Multilingual circuits

The paper confirmed both language-specific features, often near input/output, and more abstract language-agnostic features, often in middle layers. It was interesting that Haiku showed more language-agnostic representations than smaller models, suggesting this abstraction ability may correlate with capability. The interventions swapping the operation (antonym/synonym), operand (small/hot), or language itself worked well, showing modularity. The fact that intervention thresholds, like needing about 4x activation for the synonym swap, were consistent across languages for the same intervention supports the idea that they were manipulating genuinely multilingual features. It makes you wonder if the model develops a kind of internal “interlingua” or just learns very robust cross-lingual mappings.
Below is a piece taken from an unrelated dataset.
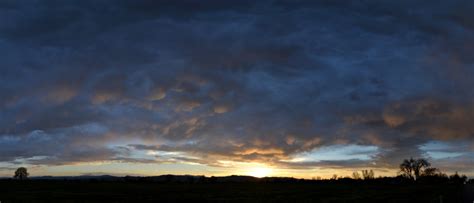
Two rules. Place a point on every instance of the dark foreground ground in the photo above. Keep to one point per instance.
(113, 191)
Addition and lookup tables

The way the model performs addition wasn’t through a standard algorithm but through learned heuristics and “lookup table” features. For example, a feature activates for inputs ending in 6 and 9, promoting outputs ending in 5. This reminded me of memorizing multiplication tables in elementary school; it seems the LLM found a similar strategy. The operand plots visualizing feature activations were clear. Also notable was the generalization: seeing a feature for _6 + _9 -> _5 activate correctly not just in calc: 36+59= but also in contexts like calculating citation years or filling spreadsheet values showed reuse of an abstract mechanism.
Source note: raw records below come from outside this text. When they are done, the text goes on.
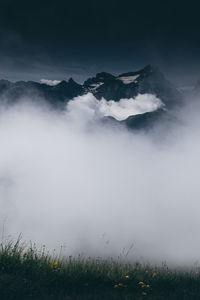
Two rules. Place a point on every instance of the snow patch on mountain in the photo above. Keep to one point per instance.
(128, 79)
(90, 107)
(93, 87)
(50, 82)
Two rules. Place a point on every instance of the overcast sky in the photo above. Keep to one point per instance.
(59, 39)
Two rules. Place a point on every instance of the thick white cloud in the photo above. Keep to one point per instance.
(120, 110)
(98, 191)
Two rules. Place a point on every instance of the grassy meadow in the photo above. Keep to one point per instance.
(26, 273)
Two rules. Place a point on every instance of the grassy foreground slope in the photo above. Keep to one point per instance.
(32, 274)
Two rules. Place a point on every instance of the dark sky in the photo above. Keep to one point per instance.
(59, 39)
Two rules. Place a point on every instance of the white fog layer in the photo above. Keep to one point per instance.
(101, 190)
(120, 110)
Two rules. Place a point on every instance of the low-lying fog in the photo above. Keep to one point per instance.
(68, 179)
Entity recognition and hallucinations

The idea of a “default refusal” circuit that assumes unfamiliarity, which then gets inhibited by “known entity” features, like for “Michael Jordan”, gives a plausible mechanism for how models decide whether to answer or decline. It also explains some hallucinations: if a name like “Andrej Karpathy” is familiar enough to trigger the “known” features, the model might suppress its refusal even if it lacks the specific requested information, leading it to guess.

Jailbreaks

This was also interesting. The model didn’t initially refuse because the obfuscated input prevented it from “understanding” the request was for “BOMB” until it actually generated the word. It had to see itself write “BOMB” through one circuit before another circuit could flag it as problematic. Even then, the drive for grammatical coherence and completing its sentence delayed the refusal. It shows how different internal processes can compete, and how surface-level constraints like grammar or following instructions can temporarily override safety mechanisms.

Summary

The “On the Biology of a Large Language Model” paper gives a set of case studies showing how circuit tracing can reveal concrete mechanisms inside LLMs. It moves interpretability away from abstract discussion and toward specific computations.
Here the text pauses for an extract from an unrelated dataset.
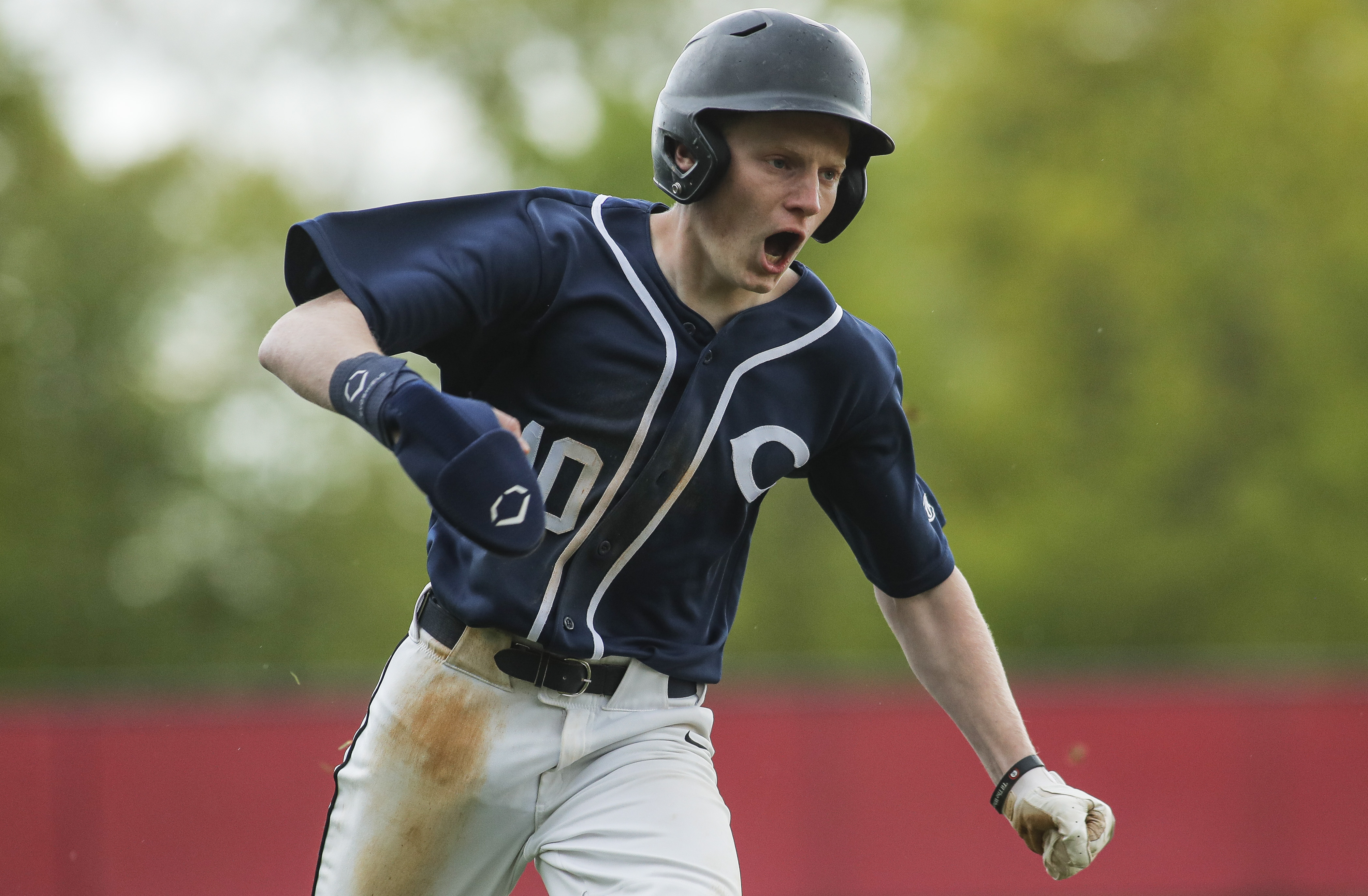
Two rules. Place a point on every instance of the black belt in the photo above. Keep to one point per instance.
(538, 667)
The “biology” metaphor holds up well. We’re not reverse-engineering clean, human-designed code; we’re exploring a complex system that learned its strategies organically. The process feels like neuroscience: probing and mapping to understand function. The interventions, especially feature swapping, are like stimulating or lesioning specific brain regions to see the effect. It feels like we’re picking and probing a digital mind in its early stages.

One implication for me is practical data curation and model improvement. If these tools help us understand how a model represents concepts or performs reasoning steps, maybe we can identify which data points led to faulty or undesirable circuits. Imagine pinpointing data that causes a specific bias or a logical error reflected in the model’s internal structure. That could let engineers “massage the data” more intentionally, pruning harmful examples or adding data to reinforce useful circuits. Since machine learning depends so much on data quality, this could make data curation less of a guessing game.

The methods still have limitations: unexplained variance, complexity, and potential unfaithfulness. But they let us ask more detailed questions about how models arrive at their answers, which feels like the right direction if we want more reliable and controllable AI.